2022-03-16 07:00:23 | 国際・政治
■臨時防衛情報-ウクライナ情勢
 ウクライナ軍の徹底抗戦ぶりは各国の支援があるとはいえ物凄いものがあり、実際驚かされてばかり、日露戦争も各国はこのように日本を見守ったのでしょうか。

 シリア軍が何故市街戦で市街地にT-72戦車を突入させてほぼ全車が小破か中破程度で戻れるのかが昔は謎でした、ロシア軍はチェチェン戦争で首都グロズヌイに戦車部隊を突縫うさせ装甲車や自走砲など100両を短期間で喪失した事例がありますし、2000年代におけるアメリカのイラク治安作戦を見ますと戦車よりは歩兵戦闘が市街戦の肝要となっていた。

 ロシア軍はシリアからの義勇兵を募集しているという、シリア内戦の長期化により深刻な景気後退に陥っているシリアでは月給邦貨換算13万円という、要するに13万ルーブルか、収入はリビア内戦での傭兵よりも報酬が高く、ロシアとしては市街戦で経験を積んだシリア兵に期待している所が多いのでしょう。しかしロシアが思う短期決戦は、できません。

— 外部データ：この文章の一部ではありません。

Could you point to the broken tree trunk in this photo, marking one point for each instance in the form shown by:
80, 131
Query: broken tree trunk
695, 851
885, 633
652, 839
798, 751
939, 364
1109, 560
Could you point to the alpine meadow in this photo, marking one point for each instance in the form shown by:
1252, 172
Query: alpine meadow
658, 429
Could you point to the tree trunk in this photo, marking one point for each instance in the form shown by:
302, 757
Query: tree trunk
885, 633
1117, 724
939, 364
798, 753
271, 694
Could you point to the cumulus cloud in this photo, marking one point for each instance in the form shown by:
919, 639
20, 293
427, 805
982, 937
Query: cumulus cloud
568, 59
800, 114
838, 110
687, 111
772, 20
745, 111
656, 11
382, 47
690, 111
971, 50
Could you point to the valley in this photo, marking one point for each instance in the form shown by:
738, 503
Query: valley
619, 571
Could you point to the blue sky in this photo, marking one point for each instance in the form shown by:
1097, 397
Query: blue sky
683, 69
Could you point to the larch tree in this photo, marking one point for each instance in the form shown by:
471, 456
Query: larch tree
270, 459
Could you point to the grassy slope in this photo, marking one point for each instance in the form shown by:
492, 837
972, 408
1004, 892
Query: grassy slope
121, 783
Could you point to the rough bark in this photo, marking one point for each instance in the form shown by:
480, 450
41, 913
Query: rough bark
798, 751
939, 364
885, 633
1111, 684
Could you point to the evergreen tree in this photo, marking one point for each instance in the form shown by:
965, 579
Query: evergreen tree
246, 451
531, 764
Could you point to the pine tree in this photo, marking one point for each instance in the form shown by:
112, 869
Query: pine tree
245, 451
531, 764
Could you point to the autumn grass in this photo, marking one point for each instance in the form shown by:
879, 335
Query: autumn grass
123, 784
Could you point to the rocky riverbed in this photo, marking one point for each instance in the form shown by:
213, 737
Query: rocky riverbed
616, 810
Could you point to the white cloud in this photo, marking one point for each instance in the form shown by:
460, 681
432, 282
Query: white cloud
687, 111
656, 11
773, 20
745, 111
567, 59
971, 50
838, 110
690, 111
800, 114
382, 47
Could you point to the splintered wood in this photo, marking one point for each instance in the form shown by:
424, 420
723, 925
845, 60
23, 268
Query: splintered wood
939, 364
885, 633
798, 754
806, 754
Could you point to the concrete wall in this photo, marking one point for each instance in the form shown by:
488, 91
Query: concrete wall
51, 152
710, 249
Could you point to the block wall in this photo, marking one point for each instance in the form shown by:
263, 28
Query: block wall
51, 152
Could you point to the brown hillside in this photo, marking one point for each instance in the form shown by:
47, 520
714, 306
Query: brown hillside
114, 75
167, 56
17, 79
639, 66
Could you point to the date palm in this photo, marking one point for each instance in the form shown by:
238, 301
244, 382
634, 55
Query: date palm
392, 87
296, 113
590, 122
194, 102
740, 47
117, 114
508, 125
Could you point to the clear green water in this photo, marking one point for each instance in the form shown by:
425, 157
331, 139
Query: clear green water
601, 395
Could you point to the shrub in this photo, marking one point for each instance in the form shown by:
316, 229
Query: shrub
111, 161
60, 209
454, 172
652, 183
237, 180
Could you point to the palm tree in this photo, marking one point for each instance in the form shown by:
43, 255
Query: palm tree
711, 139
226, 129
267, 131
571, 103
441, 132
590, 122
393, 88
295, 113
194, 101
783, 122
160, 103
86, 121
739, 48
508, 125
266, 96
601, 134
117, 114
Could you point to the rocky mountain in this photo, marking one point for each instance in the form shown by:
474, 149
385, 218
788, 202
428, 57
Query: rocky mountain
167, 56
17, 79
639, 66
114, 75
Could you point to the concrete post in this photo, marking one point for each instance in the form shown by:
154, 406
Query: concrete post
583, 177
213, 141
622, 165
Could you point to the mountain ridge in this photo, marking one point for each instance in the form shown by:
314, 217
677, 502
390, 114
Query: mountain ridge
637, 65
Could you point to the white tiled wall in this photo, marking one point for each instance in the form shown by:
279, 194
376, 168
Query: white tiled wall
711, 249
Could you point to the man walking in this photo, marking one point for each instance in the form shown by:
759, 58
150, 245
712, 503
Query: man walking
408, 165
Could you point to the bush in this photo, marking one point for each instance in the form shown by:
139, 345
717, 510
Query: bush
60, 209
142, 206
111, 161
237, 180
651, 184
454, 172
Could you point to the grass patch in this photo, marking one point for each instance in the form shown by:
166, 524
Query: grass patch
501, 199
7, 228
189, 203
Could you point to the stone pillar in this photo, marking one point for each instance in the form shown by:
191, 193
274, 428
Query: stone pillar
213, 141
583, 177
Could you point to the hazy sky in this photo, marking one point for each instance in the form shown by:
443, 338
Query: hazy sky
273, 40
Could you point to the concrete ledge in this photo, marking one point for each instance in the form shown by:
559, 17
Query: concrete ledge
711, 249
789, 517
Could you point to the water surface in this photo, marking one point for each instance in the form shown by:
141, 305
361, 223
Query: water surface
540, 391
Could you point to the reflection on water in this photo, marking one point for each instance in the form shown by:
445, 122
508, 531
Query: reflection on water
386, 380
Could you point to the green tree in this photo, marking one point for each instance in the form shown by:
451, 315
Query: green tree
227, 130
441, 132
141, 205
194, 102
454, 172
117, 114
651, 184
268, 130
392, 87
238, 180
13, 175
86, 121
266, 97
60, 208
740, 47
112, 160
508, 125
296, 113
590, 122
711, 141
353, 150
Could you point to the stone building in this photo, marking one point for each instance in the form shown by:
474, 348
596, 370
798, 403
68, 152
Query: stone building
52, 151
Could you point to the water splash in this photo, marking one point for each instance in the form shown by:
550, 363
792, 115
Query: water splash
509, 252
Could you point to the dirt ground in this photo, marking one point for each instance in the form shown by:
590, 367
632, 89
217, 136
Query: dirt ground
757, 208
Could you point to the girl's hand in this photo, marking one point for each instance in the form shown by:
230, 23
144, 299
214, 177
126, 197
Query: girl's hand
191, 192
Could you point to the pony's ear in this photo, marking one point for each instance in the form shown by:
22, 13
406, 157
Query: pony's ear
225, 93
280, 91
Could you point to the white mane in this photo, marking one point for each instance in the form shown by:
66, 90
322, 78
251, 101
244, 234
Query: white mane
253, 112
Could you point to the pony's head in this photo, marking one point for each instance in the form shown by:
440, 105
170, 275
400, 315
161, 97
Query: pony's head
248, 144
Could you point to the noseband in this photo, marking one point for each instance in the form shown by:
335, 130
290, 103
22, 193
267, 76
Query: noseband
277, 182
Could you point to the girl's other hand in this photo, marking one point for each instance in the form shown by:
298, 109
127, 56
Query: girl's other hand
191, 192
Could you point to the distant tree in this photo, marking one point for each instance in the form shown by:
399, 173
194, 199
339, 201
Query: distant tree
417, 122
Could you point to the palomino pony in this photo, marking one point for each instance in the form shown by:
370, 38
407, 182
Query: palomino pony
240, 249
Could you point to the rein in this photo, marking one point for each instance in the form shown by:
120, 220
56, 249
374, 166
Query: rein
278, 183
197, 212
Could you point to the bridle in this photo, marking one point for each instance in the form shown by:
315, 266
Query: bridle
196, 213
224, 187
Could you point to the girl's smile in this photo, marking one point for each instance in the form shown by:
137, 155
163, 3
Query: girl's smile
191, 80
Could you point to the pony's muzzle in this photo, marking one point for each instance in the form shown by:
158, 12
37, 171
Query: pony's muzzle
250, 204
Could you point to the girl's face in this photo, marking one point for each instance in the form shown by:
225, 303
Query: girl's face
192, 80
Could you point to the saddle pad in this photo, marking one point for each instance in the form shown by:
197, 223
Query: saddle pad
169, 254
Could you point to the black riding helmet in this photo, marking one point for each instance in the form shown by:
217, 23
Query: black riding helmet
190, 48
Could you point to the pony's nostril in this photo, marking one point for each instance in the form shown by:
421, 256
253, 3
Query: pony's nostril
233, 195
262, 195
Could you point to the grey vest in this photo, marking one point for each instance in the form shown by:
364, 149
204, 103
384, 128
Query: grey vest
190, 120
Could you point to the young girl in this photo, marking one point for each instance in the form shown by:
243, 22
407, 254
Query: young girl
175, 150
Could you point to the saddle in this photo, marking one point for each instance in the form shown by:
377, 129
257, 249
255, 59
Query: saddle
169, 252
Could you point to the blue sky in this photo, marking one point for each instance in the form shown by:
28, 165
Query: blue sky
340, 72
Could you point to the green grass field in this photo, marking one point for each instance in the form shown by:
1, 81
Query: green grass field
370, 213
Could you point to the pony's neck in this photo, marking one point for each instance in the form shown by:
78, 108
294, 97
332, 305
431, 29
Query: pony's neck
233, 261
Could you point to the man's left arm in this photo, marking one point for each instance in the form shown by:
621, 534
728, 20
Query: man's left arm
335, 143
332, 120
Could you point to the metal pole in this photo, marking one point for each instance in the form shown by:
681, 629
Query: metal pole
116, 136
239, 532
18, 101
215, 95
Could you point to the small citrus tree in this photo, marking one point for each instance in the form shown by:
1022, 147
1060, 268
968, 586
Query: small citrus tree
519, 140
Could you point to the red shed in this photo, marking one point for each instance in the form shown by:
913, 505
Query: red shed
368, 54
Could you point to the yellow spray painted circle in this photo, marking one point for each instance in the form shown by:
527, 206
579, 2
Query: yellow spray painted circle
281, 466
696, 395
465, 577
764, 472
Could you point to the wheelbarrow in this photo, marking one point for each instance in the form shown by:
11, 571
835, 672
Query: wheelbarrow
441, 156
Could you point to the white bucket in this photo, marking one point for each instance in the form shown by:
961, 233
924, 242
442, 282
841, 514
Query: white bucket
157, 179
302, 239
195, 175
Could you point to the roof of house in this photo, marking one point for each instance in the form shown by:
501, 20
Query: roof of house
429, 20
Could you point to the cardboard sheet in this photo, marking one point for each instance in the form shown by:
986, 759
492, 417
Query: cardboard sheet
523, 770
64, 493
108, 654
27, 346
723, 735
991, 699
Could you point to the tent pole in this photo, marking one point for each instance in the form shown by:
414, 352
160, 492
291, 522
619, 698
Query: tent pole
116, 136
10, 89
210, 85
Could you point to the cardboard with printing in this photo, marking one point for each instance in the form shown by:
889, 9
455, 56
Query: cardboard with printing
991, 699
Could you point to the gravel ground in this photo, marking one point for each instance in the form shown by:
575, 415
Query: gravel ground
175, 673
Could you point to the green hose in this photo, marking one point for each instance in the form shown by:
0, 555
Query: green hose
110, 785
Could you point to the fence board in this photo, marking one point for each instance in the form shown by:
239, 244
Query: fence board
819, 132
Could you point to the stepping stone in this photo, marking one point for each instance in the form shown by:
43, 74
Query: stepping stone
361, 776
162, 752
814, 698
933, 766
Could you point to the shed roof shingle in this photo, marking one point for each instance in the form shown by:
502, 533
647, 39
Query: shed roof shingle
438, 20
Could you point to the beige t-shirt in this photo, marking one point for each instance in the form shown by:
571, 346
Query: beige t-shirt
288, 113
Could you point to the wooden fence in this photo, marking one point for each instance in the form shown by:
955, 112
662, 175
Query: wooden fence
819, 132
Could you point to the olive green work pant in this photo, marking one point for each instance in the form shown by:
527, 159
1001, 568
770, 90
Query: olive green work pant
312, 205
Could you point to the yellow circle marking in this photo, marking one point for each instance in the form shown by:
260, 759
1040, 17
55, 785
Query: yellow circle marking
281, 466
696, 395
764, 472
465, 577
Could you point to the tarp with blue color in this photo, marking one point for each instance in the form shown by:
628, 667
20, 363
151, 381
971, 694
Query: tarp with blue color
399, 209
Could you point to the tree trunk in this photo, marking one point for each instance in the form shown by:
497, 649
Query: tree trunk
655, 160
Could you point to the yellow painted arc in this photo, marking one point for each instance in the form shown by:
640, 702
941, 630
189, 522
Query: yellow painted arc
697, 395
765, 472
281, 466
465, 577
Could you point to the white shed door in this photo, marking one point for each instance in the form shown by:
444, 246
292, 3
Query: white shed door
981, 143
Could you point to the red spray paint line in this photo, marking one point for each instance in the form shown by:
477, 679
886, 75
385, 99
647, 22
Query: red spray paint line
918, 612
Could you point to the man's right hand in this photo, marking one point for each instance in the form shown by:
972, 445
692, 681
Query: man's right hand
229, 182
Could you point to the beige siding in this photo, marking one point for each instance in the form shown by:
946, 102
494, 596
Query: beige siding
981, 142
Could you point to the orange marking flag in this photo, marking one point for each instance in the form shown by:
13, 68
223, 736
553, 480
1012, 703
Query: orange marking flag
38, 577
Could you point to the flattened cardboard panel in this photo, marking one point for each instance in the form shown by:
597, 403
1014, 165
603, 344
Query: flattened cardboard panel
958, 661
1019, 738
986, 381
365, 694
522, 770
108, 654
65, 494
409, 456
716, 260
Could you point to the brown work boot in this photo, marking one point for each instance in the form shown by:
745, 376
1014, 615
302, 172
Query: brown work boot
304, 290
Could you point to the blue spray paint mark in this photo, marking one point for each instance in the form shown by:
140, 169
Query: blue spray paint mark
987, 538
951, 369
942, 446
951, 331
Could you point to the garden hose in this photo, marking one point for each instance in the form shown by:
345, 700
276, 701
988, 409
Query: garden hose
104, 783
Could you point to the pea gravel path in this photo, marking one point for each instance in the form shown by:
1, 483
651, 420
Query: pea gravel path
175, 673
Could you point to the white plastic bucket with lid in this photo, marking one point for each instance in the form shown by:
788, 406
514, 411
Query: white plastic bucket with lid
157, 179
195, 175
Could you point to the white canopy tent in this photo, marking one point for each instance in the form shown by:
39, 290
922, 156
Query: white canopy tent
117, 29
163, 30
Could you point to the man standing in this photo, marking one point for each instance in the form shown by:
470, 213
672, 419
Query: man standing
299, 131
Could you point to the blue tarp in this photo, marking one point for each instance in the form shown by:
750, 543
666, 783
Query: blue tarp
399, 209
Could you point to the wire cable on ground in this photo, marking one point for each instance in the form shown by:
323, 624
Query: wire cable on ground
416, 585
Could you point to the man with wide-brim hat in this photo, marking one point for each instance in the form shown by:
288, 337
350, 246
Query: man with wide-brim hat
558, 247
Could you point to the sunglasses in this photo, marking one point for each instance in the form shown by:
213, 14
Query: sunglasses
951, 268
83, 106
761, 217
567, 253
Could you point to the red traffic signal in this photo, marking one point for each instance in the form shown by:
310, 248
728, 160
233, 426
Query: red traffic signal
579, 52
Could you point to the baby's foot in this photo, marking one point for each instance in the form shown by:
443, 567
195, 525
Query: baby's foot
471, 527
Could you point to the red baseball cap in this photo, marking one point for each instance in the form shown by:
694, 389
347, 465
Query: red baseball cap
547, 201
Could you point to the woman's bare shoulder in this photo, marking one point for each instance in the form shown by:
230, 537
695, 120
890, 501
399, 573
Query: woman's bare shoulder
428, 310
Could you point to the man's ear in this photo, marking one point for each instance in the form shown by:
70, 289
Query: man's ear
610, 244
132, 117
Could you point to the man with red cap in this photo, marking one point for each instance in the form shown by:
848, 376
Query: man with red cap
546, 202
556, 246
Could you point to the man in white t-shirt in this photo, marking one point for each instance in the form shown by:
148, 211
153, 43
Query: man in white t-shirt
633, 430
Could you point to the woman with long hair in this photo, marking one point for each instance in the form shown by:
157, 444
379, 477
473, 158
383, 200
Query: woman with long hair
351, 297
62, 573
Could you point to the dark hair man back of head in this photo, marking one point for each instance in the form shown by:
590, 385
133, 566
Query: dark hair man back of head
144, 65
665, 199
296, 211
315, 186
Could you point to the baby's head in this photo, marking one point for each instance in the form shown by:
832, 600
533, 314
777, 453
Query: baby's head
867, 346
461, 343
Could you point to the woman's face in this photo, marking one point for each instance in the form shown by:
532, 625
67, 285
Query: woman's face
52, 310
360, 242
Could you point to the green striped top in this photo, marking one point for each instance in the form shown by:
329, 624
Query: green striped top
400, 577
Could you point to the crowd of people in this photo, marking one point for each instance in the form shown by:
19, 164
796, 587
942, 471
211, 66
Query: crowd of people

 BCT大隊戦闘群、ロシア軍の作戦基本単位であるBCTは800名規模の諸兵科連合部隊に歩兵が200名程度しかおらず、歩兵不足が深刻という状況もあるのでしょう、なにしろBCTは歩兵大隊と戦車大隊を支援する為に砲兵大隊とロケット砲兵中隊が置かれているのだから、人員が大量に必要となる市街戦にはこの歩兵では不足ですし、工兵隊も全く足りない。

 T-72戦車はシリア軍が大量に保有していて、故障した分をロシアの軍事援助により補填されていますが、ミサイルに対しての脆弱性が高いのはウクライナでの改良型T-90の苦戦を見れば理解できるでしょう、しかし、シリア軍は戦車を単体で突入させているようにみえて、市街戦の機動部隊として戦車を活用しているだけなのですね、どういうことなのか。

 歩兵が市街地の各所に監視所、無線機と地図と双眼鏡に携帯火器、そして食料と水を充分、こうした規模の部隊を配置し、市街地におけるシリア民主軍の動向を多数の監視網で網羅している。もちろん監視所と共に、戦車部隊よりも前方に都市部の頑丈な建物にはシリア軍歩兵部隊が展開していまして、可能な限り路上を移動せず建物同士を穴で結び移動する。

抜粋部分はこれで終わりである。